[Rienzi by Edward Bulwer Lytton]@TWC D-Link bookRienzi CHAPTER 1 2/18
The easy humour and conversational vivacity which had first rendered him a welcome guest with those who passed their lives between fighting and feasting, had changed into a vein ironical, cynical, and severe.
But the dull barons were equally amused at his wit, and Adrian was almost the only one who detected the serpent couched beneath the smile. Often Rienzi sat at the feast, silent, but observant, as if watching every look, weighing every word, taking gauge and measurement of the intellect, policy, temperament, of every guest; and when he had seemed to satisfy himself, his spirits would rise, his words flow, and while his dazzling but bitter wit lit up the revel, none saw that the unmirthful flash was the token of the coming storm.
But all the while, he neglected no occasion to mix with the humbler citizens, to stir up their minds, to inflame their imaginations, to kindle their emulation, with pictures of the present and with legends of the past.
He grew in popularity and repute, and was yet more in power with the herd, because in favour with the nobles.
Perhaps it was for that reason that he had continued the guest of the Colonna.

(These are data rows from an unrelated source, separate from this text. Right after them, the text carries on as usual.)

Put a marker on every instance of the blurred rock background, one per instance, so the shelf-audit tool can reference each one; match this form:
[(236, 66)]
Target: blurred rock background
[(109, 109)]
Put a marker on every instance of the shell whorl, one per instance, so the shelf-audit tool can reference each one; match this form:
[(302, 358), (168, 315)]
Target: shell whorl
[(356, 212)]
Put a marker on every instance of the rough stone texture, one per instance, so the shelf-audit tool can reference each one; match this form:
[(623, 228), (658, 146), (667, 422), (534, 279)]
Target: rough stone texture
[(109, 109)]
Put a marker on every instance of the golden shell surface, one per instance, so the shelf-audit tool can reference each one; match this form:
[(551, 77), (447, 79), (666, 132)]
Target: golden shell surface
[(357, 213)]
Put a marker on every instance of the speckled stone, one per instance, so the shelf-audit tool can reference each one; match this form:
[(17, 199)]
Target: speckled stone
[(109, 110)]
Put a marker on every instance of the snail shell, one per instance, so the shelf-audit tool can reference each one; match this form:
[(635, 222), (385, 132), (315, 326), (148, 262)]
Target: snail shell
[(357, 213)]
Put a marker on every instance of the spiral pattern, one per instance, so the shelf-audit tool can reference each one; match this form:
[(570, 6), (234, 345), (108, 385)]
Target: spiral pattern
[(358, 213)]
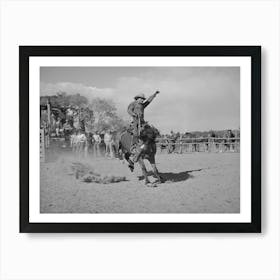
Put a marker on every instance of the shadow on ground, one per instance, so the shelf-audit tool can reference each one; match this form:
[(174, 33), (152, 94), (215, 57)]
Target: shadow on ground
[(173, 177)]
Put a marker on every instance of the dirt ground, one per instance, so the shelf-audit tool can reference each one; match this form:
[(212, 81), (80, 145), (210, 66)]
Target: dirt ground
[(195, 183)]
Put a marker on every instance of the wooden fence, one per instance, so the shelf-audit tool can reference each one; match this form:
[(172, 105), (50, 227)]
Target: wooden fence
[(190, 145)]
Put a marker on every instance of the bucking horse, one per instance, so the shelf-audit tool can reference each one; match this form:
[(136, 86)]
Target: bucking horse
[(128, 147)]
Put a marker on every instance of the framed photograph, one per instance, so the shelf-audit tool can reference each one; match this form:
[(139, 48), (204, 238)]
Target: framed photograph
[(155, 139)]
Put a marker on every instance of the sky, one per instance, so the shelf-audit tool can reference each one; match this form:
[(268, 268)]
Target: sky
[(190, 99)]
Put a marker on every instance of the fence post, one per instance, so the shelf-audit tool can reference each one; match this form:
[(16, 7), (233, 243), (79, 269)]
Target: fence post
[(42, 146)]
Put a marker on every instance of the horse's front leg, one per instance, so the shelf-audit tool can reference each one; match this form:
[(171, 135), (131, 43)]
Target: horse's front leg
[(144, 171)]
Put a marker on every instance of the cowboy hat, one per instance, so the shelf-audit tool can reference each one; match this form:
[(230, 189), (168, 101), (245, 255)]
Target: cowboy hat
[(141, 95)]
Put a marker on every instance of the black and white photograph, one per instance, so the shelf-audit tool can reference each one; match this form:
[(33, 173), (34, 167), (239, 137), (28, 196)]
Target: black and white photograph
[(132, 135)]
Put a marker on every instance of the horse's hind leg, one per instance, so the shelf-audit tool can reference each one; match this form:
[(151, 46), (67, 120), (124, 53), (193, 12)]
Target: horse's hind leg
[(130, 162), (144, 170)]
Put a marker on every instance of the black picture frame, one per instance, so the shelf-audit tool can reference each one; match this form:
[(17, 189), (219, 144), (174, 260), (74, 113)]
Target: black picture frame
[(25, 52)]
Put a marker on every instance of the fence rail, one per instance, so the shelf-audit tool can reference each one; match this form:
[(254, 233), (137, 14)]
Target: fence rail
[(210, 144)]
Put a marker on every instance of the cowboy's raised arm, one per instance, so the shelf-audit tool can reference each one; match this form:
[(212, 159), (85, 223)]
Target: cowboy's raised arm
[(150, 99)]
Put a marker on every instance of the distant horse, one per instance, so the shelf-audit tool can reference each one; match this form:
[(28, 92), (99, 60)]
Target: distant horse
[(79, 143), (148, 135)]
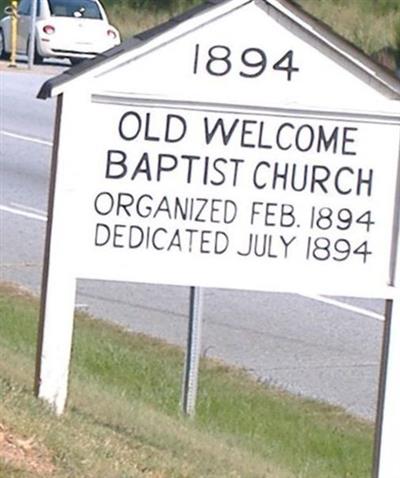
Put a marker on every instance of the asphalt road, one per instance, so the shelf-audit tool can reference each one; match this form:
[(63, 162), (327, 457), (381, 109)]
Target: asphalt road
[(324, 348)]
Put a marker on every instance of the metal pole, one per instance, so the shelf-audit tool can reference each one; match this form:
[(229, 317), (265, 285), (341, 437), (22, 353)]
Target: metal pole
[(32, 34), (387, 435), (191, 372), (14, 26)]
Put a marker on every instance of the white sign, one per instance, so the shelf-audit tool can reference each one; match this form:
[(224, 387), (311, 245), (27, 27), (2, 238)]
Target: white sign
[(242, 145), (234, 198)]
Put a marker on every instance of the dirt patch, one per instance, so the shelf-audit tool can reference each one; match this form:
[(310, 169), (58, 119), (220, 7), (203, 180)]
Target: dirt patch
[(24, 453)]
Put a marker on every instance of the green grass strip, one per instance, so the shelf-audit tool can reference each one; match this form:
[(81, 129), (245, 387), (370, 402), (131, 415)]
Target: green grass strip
[(123, 416)]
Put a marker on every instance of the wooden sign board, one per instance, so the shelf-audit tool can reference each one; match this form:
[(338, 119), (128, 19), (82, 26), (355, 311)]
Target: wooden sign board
[(241, 145)]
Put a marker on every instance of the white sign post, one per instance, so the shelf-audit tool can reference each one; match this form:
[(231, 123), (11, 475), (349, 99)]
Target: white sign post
[(202, 157)]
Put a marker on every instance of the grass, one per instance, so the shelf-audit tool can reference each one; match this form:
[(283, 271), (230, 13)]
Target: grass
[(369, 24), (123, 415)]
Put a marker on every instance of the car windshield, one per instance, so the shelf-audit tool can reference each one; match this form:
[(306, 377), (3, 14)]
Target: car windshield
[(75, 8)]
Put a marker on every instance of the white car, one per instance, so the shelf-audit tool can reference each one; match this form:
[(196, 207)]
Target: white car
[(74, 29)]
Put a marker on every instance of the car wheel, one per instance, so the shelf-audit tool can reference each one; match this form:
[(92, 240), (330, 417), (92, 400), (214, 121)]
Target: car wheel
[(37, 58), (3, 54)]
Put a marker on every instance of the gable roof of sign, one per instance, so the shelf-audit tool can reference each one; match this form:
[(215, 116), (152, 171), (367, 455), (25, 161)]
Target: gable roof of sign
[(378, 73)]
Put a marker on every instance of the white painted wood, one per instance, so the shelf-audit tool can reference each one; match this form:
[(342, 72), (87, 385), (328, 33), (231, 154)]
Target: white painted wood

When, six years before the present date, the Capitol of the Caesars witnessed the triumph of Petrarch, the scholastic fame of the young Rienzi had attracted the friendship of the poet,--a friendship that continued, with slight interruption, to the last, through careers so widely different; and afterwards, one among the Roman Deputies to Avignon, he had been conjoined with Petrarch (According to the modern historians; but it seems more probable that Rienzi's mission to Avignon was posterior to that of Petrarch.